Researchers at MIT’s Computing and Artificial Intelligence Laboratory (CSAIL) have developed an open-source Multiply-ADDitioN-lESS (MADDNESS) algorithm, which accelerates machine learning using approximate matrix multiplication (AMM) . MADDNESS does not require any multiplication-addition operation and performs 10 times faster than other approximate methods and 100 times faster than exact multiplication.

The team described MADDNESS and a set of experiments in an article presented at the recent International Conference on Machine Learning (ICML). Unlike many other AMM algorithms, MADDNESS does not use any multiply-add operation. Instead, MADDNESS uses a set of efficient learned hash functions that achieve encode rates of 100 GB / second using a single CPU thread. Hash functions map the input data to an index in a lookup table that contains precomputed dot products. Although the algorithm introduces some output error, the authors show that the algorithm has a theoretical upper bound on the error, which can be compensated for by speed. In a series of experiments comparing the performance of MADDNESS to other algorithms in an image classifier, the researchers found that MADDNESS offered a better speed-precision tradeoff and achieved “virtually the same precision as exact multiplication” while being 10 times faster.

Matrix multiplication is a fundamental operation in machine learning and one of the most time consuming, due to the heavy use of multiply-add instructions. Since GPU and TPU chips can perform many multiple additions in parallel, they perform matrix multiplication faster than CPUs, making them attractive for ML applications; however, they can be too expensive or even unavailable for researchers on a budget, or in resource-limited applications like IoT. Thus, many researchers have studied AMM algorithms, which trade the precision of matrix multiplication for speed.

The MADDNESS algorithm makes several assumptions about multiplied matrices: “large, relatively dense, and residing in single machine memory”, which occur in a wide variety of machine learning applications. In particular, a matrix contains fixed values; this can represent the weights in an image classifier model. The other matrix represents the input data; for example, the pixels of an image to classify. MADDNESS is based on a vector quantization algorithm called product quantification (PQ). In PQ, a large set of input vectors is analyzed to create a small number of *prototype* vectors. The products of each prototype vector with the fixed weight vector are pre-calculated. Then, any new input vector is mapped to its most similar prototype using a *hash function*, which gives an index to a pre-calculated product.

The key innovation with MADDNESS uses a preprocessing step to produce very fast hash functions that do not require multiply-add operations. The functions are based on binary regression trees; each tree has 16 leaves which represent buckets of hashish. Mapping from an input vector to a prototype only requires a comparison with the threshold values of the divisions of the tree. MADDNESS includes two additional performance enhancements: a prototype optimization that chooses a set of prototypes that minimizes the error in rebuilding the original array, and a fast 8-bit aggregation that combines multiple products using computational instructions from material-specific average instead of an add-on.

The researchers compared MADDNESS to six other AMM algorithms, including Principal Component Analysis (PCA) and Bolt, their own previous AMM algorithm, as well as exact matrix multiplication using BLAS. The AMM algorithms were used as part of an image classifier trained and evaluated on the ICRA datasets. MADDNESS has outperformed all other methods, achieving a “much better speed-precision compromise”. The team also compared MADDNESS to other algorithms using kernel classifiers trained on UCR Time Series Archive datasets; in these experiments MADDNESS was “significantly faster than the alternatives at a given level of precision”.

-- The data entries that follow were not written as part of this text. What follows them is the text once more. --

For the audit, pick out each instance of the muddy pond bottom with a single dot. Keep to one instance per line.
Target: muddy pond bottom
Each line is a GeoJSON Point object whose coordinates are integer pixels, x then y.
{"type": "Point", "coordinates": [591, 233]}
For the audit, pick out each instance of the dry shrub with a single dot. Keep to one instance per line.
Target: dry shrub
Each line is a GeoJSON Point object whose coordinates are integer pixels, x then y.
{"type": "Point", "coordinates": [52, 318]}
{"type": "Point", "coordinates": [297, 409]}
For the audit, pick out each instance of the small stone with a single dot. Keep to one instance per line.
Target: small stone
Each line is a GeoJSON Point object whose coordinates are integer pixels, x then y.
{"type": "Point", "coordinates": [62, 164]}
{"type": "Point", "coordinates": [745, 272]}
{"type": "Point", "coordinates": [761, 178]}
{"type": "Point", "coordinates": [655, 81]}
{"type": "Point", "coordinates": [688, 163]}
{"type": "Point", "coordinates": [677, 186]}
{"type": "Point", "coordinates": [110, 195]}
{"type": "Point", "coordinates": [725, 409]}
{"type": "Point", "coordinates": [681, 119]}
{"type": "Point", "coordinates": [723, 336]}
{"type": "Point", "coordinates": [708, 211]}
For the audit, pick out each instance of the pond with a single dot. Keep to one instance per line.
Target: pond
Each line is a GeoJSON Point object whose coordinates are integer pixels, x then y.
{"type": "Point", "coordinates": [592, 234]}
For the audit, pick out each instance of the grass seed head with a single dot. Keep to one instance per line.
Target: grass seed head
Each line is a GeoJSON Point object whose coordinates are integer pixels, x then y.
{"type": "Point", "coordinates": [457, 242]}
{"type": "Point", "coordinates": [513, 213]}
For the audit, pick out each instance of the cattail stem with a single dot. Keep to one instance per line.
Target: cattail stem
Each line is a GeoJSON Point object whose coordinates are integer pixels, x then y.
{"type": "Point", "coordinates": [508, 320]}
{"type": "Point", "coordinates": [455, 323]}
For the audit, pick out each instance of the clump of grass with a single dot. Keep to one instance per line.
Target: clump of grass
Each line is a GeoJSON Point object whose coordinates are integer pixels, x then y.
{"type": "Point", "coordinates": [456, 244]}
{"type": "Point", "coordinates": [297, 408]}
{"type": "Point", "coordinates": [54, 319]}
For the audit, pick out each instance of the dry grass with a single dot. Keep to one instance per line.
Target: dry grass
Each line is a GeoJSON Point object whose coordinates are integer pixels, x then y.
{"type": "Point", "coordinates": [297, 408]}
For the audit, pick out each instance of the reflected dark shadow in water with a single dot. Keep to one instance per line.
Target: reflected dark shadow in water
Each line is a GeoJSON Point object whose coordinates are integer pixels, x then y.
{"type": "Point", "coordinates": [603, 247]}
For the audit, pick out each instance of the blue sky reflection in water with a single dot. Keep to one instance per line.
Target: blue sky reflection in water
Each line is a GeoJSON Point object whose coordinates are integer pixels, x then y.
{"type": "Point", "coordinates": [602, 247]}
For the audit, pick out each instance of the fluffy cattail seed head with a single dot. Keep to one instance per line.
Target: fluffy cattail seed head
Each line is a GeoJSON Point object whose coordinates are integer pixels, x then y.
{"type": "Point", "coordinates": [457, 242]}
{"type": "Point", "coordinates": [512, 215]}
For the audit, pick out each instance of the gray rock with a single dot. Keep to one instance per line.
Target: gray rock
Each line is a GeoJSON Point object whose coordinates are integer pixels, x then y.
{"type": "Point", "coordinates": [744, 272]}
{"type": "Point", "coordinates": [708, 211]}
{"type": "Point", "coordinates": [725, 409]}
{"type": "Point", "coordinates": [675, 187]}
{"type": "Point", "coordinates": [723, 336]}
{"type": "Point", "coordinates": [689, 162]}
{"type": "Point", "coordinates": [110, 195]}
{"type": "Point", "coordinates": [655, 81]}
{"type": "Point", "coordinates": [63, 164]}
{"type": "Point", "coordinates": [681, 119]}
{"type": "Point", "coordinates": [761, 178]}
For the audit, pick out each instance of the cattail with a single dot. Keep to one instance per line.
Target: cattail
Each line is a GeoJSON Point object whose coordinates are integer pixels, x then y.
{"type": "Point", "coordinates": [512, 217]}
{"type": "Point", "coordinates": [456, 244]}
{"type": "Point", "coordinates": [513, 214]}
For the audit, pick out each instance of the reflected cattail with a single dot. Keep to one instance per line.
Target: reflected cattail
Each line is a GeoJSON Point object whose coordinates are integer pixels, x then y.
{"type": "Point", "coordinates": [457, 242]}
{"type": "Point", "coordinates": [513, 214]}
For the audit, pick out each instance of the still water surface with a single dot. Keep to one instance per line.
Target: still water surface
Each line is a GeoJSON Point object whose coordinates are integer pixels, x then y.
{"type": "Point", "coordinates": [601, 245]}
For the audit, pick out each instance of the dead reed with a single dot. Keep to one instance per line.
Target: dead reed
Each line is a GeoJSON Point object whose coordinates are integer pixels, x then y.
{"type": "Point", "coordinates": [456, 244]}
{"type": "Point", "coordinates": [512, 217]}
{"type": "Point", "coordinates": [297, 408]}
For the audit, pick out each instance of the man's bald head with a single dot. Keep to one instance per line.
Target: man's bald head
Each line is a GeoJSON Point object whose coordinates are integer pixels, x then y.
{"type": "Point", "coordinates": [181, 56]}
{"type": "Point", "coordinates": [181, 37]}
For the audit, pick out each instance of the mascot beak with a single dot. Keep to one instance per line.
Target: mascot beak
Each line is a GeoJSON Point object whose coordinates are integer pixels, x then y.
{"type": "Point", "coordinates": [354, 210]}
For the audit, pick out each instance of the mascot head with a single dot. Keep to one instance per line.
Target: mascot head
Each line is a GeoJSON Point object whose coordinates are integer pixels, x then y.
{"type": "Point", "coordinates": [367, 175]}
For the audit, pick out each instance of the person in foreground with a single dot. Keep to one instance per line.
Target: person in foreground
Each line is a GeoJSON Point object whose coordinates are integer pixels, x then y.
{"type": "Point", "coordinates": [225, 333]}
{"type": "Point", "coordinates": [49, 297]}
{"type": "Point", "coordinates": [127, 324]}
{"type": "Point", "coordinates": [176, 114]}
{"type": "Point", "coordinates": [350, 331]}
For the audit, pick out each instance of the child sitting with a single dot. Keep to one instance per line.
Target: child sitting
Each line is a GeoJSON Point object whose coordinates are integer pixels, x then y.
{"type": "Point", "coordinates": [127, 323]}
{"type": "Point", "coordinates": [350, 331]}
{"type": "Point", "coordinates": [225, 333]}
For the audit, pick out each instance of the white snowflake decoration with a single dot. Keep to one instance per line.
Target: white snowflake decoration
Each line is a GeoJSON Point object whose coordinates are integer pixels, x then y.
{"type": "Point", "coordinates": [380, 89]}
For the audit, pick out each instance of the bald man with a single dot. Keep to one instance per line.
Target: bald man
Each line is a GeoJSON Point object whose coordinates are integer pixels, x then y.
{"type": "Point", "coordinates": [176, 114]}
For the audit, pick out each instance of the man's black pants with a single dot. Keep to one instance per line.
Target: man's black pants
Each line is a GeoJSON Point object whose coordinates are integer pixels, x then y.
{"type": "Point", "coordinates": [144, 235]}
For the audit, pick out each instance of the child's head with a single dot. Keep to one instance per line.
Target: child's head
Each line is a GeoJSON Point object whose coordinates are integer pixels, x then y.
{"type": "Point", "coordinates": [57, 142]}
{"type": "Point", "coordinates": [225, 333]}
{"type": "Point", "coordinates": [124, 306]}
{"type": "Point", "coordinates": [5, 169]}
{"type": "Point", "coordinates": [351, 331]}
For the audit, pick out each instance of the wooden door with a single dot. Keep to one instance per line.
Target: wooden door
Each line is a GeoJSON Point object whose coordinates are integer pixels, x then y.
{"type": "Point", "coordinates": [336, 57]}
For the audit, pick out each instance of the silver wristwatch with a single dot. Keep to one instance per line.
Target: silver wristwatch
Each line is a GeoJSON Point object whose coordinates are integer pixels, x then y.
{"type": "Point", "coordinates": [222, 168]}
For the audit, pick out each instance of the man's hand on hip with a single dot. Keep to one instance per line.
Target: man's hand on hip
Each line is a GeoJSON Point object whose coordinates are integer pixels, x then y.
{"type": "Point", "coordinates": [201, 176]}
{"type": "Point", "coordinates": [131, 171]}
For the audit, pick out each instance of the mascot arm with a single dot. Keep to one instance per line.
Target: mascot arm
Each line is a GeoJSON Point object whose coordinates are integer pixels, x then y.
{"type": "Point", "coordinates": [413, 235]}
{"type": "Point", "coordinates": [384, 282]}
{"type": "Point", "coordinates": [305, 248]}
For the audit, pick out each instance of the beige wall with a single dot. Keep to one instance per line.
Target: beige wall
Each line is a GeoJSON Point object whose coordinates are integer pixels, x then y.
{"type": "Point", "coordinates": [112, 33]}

Lead author Davis Blalock joined a discussion on Reddit to answer questions on the MADDNESS article. Asked about extending the algorithm to nonlinear functions, Blalock clarified:

Work on its extension to other linear functions (eg convolution) and intelligently exchange linear operations with a global neural network. So in the sense that neural networks are nonlinear functions, yes. Do not work on the direct approximation of nonlinearities as they are inexpensive to simply apply to the output of linear operations (especially if you are just writing a merged kernel that does both operations at the same time).

The source code for MADDNESS is available on GitHub.